On Fri, 6 Aug 2010 03:07:12 -0700
Mike Perry <mikeperry@xxxxxxxxxx> wrote:

> In the real world, it is disturbingly practical to compute .onion urls
> that have a significantly large number of characters in common with an
> arbitrary target url, in arbitrary positions of the url.
> 
> There was a program called 'shallot' which optimized hidden service
> key generation to accomplish exactly this using THC's Fuzzy
> Fingerprint technique. It seems to exist only in rumor and legend
> these days, but if you would like an arbitrary snapshot of the code
> that calls itself 0.0.1, I can post it somewhere.

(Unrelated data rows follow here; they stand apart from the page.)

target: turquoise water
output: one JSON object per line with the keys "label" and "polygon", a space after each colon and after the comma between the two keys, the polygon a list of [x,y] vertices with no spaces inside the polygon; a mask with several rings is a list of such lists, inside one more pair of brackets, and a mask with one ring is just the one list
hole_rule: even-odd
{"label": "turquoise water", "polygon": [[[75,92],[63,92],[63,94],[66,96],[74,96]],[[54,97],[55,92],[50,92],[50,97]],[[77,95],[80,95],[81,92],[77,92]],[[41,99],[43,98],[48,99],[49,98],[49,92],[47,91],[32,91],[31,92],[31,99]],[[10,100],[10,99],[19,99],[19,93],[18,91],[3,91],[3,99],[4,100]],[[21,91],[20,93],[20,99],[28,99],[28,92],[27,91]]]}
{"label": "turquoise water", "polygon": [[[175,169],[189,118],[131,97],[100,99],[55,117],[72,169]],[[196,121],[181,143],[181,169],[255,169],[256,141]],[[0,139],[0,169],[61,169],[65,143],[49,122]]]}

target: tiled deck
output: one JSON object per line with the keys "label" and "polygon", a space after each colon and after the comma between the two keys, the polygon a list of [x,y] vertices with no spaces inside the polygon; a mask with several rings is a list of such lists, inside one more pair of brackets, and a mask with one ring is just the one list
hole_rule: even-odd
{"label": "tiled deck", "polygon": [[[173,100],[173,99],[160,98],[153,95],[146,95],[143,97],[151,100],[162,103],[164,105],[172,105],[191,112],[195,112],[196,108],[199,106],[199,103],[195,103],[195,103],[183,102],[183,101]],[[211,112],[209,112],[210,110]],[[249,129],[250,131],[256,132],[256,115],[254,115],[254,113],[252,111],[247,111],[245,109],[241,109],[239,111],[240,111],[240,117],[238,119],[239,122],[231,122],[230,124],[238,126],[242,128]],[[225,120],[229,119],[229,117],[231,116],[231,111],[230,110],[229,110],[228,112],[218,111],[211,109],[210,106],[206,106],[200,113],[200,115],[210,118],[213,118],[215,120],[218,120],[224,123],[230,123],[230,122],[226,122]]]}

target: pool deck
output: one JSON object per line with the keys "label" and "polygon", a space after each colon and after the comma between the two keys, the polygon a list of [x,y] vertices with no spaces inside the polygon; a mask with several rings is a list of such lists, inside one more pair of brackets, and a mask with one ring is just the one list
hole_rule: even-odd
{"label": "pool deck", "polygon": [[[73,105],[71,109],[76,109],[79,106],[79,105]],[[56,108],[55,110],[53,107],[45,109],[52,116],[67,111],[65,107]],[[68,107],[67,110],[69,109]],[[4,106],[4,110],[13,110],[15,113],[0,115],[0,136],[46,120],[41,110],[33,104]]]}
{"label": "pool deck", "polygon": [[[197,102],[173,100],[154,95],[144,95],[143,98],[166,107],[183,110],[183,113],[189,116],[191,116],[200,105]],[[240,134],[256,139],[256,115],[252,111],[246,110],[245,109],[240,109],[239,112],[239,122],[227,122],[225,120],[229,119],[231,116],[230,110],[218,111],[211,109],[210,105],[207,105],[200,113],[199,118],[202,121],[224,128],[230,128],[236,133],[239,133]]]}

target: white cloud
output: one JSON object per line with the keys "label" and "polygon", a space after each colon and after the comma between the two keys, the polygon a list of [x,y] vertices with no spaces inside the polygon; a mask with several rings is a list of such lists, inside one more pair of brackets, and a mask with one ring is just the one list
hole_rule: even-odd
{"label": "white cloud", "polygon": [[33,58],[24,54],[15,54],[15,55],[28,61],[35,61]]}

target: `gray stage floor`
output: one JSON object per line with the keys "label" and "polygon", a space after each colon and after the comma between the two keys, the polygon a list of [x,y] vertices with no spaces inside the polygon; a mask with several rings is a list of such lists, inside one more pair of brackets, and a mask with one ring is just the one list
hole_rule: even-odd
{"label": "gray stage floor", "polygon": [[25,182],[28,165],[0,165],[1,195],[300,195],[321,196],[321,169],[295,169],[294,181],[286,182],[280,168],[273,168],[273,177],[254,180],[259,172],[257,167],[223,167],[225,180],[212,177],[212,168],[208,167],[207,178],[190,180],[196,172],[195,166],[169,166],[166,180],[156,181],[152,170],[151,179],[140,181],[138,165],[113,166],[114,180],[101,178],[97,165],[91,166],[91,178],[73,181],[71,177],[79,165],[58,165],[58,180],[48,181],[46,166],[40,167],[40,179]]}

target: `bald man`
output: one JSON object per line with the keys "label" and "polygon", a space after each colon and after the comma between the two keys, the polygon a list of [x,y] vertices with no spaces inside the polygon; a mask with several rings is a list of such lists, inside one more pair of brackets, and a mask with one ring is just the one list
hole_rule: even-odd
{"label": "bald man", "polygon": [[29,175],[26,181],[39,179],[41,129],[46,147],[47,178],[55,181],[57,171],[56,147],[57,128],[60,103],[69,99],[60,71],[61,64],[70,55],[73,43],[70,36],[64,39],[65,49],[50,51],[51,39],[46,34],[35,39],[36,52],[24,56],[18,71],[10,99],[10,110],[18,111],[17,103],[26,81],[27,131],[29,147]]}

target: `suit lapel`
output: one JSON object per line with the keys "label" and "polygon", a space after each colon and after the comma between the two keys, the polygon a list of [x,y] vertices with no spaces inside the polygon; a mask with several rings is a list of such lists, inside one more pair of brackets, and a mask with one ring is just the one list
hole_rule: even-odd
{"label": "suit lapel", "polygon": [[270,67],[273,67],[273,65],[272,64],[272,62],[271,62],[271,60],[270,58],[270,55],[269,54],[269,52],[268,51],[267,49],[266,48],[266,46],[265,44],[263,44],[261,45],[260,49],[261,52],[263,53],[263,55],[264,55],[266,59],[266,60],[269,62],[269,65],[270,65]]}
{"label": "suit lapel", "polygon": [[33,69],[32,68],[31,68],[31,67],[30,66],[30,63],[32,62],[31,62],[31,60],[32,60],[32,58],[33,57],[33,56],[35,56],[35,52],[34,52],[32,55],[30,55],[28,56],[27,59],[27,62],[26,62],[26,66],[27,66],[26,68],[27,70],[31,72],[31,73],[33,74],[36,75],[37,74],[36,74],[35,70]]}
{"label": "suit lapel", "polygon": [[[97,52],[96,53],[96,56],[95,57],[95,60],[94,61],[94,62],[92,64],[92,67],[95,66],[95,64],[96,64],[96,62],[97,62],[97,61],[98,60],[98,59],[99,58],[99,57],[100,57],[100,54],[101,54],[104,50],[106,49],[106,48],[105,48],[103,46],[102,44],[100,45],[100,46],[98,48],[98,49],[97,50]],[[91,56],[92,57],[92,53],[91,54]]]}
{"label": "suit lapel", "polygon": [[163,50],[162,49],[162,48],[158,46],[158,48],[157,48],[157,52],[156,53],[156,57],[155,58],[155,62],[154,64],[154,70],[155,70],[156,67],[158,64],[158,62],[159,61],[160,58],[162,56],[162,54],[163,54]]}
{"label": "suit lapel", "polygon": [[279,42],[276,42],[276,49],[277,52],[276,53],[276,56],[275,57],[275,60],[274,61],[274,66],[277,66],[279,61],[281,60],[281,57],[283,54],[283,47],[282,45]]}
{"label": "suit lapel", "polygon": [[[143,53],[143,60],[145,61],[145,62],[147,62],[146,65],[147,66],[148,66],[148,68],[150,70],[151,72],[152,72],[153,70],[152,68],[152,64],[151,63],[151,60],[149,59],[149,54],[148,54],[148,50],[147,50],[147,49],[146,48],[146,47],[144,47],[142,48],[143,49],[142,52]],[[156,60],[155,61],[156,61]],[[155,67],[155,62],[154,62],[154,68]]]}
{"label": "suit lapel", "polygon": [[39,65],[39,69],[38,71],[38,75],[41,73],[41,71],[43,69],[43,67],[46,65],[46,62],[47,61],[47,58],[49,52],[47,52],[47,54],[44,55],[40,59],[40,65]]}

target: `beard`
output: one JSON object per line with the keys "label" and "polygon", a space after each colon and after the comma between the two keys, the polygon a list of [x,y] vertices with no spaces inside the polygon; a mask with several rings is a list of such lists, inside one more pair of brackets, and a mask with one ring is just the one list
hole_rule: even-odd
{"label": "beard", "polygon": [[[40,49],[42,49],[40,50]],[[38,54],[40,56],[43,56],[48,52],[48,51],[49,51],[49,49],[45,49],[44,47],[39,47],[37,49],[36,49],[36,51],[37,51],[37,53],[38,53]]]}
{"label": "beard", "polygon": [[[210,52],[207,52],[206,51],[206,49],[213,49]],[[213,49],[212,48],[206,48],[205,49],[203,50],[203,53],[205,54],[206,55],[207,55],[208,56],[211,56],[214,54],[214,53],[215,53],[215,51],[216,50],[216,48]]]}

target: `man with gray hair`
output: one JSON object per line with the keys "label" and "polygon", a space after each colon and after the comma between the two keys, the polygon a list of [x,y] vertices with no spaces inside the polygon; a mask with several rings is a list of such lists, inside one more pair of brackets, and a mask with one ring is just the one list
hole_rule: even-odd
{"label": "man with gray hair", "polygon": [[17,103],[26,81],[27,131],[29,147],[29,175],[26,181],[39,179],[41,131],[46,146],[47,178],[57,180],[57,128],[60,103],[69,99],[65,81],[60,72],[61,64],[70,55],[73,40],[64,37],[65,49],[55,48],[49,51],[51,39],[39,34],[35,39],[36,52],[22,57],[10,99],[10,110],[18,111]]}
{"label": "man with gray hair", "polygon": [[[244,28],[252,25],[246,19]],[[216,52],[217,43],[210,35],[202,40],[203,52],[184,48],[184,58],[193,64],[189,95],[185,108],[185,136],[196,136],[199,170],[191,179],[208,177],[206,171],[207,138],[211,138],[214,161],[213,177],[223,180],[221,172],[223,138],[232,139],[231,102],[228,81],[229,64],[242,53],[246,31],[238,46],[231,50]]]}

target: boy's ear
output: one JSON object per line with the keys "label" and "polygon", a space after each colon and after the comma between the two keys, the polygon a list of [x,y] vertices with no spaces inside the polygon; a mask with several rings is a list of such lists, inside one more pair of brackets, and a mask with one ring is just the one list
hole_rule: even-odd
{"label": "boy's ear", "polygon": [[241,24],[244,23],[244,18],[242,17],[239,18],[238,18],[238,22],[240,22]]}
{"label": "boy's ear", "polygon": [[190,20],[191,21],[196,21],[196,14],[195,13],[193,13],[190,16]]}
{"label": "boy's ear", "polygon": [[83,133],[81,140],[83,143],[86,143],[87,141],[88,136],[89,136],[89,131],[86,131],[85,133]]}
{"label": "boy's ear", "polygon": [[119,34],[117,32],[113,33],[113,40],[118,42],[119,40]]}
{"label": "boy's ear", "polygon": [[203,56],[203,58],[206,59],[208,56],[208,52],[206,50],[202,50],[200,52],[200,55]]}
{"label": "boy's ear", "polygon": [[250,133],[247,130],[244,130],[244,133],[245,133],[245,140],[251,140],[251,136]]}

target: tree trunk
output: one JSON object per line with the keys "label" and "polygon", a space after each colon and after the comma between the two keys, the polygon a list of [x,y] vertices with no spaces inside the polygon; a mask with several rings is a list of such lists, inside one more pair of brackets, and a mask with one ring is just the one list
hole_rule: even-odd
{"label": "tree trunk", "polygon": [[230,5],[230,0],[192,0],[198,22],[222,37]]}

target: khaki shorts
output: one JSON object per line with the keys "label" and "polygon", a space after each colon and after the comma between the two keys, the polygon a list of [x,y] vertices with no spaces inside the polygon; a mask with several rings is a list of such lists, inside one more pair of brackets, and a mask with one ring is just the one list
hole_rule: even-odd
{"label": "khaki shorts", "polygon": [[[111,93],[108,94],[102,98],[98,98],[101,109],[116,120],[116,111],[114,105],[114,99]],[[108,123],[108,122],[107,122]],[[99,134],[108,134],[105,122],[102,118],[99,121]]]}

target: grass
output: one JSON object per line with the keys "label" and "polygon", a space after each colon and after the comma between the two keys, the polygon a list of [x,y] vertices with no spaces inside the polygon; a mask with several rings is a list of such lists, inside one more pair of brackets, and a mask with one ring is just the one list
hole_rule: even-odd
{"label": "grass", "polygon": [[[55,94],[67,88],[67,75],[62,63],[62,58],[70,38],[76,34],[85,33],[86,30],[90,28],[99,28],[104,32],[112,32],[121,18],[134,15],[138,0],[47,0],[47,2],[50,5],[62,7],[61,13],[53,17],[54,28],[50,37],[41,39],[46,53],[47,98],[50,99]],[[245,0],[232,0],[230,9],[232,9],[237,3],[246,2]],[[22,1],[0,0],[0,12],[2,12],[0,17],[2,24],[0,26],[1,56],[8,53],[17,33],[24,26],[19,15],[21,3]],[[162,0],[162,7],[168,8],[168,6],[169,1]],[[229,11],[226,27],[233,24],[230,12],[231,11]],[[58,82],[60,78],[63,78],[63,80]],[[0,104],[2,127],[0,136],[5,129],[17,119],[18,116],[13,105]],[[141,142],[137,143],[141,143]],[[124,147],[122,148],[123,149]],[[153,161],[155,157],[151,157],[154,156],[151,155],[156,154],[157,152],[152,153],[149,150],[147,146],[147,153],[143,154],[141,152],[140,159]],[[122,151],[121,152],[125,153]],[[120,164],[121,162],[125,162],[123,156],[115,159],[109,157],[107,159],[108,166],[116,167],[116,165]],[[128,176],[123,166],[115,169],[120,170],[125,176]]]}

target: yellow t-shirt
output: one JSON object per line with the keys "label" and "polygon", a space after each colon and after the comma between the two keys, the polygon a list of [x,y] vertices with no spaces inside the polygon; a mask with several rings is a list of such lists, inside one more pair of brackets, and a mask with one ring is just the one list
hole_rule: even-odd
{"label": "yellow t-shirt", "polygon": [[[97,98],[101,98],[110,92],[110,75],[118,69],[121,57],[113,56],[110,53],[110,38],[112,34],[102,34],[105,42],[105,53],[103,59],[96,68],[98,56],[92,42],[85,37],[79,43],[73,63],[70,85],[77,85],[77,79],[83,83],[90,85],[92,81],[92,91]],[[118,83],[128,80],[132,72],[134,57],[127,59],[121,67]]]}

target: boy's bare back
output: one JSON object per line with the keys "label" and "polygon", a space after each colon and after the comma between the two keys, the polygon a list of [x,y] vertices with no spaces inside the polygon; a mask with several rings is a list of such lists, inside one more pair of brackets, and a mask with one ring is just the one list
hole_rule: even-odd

http://taswebqlseworuhc.onion/

> It was originally created for the sake of creating vanity .onion urls.
> However, the author optimized it far enough so that the hash could
> have something like 8 characters in common with a target .onion url,
> in either the prefix, or the suffix, or both, with just a few
> machine-days of computation. Their implementation also only created
> "strong" RSA keys for the resulting .onion urls. If they allowed weak
> key generation for their targets, much more optimization was possible
> (and if your goal is to deceive a user into visiting or chatting with
> your spoofed hidden service, why not use weak keys?).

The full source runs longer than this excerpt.